In further indications of a lucrative crimeware-as-a-service (CaaS) ecosystem, cybersecurity researchers Medusa Stealer It is actively developed by its authors to avoid detection by software solutions.
“The Meduza Stealer has the sole purpose of comprehensive data exfiltration,” Uptycs said in a new report. “It steals user browsing activity and extracts a wide range of browser-related data.”
“From important login credentials to valuable records of browsing history and carefully curated bookmarks, no digital artifact is secure. Even crypto wallet extensions, password managers and 2FA extensions are vulnerable.”
Despite similarities in functionality, Meduza avoids the use of obfuscation techniques and has a “clever” operational design that immediately terminates execution on a compromised host if the connection to the attacker’s server fails. proud of
The attack is also designed to stop if the victim’s location is on the thief’s pre-defined list of excluded countries, consisting of the Commonwealth of Independent States (CIS) and Turkmenistan. I’m here.
Meduza Stealer collects data from 19 password manager apps, 76 cryptocurrency wallets, 95 web browsers, Discord, Steam, system metadata, as well as miner-related Windows registry entries and installed We have also collected a list of games that are addicted to money, indicating broader financial motivations.
It is currently sold on underground forums such as XSS and Exploit.in, as well as a dedicated Telegram channel, as subscriptions for $199/month, $399 for 3 months, or $1,199 for a perpetual license.

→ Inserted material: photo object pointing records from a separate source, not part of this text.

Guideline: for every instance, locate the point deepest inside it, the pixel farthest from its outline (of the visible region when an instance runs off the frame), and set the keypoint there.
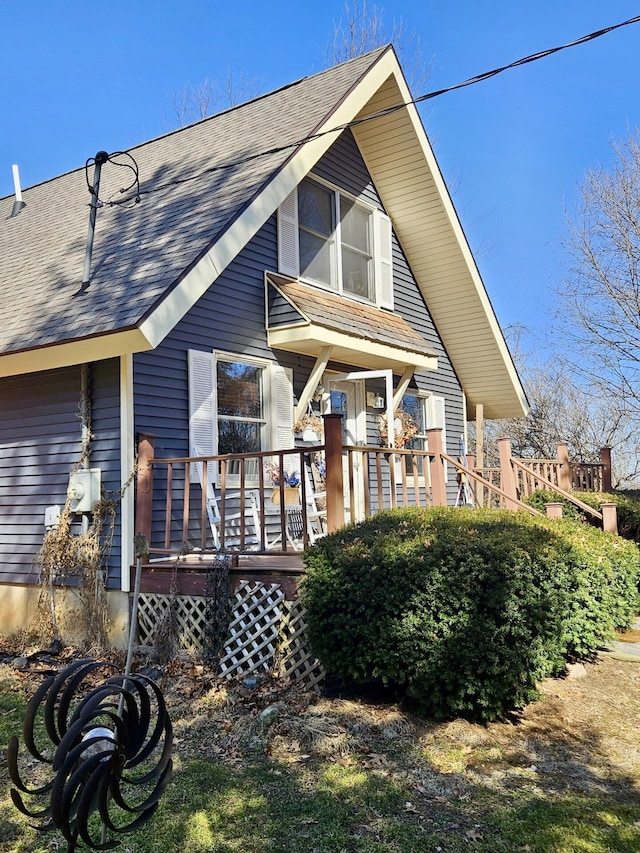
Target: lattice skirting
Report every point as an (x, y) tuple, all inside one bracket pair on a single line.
[(266, 632)]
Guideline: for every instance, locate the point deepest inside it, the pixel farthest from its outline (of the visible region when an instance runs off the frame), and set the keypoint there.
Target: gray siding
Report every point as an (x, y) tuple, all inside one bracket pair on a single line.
[(39, 445), (230, 316)]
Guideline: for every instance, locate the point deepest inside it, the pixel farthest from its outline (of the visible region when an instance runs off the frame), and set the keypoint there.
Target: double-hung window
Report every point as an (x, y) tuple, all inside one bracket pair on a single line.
[(428, 411), (330, 238), (241, 405), (238, 404)]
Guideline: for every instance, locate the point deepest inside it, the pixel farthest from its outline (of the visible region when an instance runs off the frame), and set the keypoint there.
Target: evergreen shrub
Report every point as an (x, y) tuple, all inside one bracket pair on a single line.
[(464, 609)]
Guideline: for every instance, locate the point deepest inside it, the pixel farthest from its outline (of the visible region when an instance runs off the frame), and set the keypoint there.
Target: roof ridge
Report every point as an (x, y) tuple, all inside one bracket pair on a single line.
[(376, 52)]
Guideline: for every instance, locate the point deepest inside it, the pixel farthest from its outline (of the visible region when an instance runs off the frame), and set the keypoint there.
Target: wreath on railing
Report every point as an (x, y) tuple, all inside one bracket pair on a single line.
[(404, 429), (309, 421)]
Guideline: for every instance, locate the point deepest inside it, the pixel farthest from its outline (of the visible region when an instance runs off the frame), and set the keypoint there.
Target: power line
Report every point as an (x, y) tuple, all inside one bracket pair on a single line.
[(478, 78)]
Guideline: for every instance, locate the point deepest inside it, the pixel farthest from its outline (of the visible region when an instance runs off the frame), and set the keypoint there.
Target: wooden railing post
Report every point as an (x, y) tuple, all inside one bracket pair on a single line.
[(144, 486), (436, 467), (334, 476), (564, 475), (554, 510), (609, 517), (507, 474), (605, 460)]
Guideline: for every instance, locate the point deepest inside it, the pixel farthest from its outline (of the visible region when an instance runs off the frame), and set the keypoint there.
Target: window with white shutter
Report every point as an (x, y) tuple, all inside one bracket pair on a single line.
[(332, 239), (202, 406), (428, 411), (238, 405)]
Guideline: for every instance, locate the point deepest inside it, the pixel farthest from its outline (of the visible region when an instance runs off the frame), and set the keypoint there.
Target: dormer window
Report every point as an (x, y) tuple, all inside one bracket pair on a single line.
[(329, 238)]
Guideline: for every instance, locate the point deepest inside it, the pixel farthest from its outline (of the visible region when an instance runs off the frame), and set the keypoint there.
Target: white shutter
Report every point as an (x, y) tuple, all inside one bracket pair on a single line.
[(202, 406), (282, 408), (288, 254), (438, 420), (383, 260)]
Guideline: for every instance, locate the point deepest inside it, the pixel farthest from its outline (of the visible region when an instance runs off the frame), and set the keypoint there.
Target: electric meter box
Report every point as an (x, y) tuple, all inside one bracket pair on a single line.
[(84, 489)]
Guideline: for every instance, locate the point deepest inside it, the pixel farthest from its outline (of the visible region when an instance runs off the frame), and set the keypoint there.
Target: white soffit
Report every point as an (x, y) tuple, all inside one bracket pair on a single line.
[(73, 352)]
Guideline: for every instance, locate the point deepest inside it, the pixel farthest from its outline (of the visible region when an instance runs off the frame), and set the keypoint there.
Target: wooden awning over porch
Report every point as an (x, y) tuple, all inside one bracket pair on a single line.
[(306, 320)]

Information stolen by malware is made available through an easy-to-use web panel.
“This feature allows subscribers to download and delete stolen data directly from web pages, giving them an unprecedented level of control over their illicitly obtained information,” the researchers said. .
“This detailed feature set showcases the sophisticated nature of Meduza Stealer and the effort its creators are willing to put in to ensure its success.”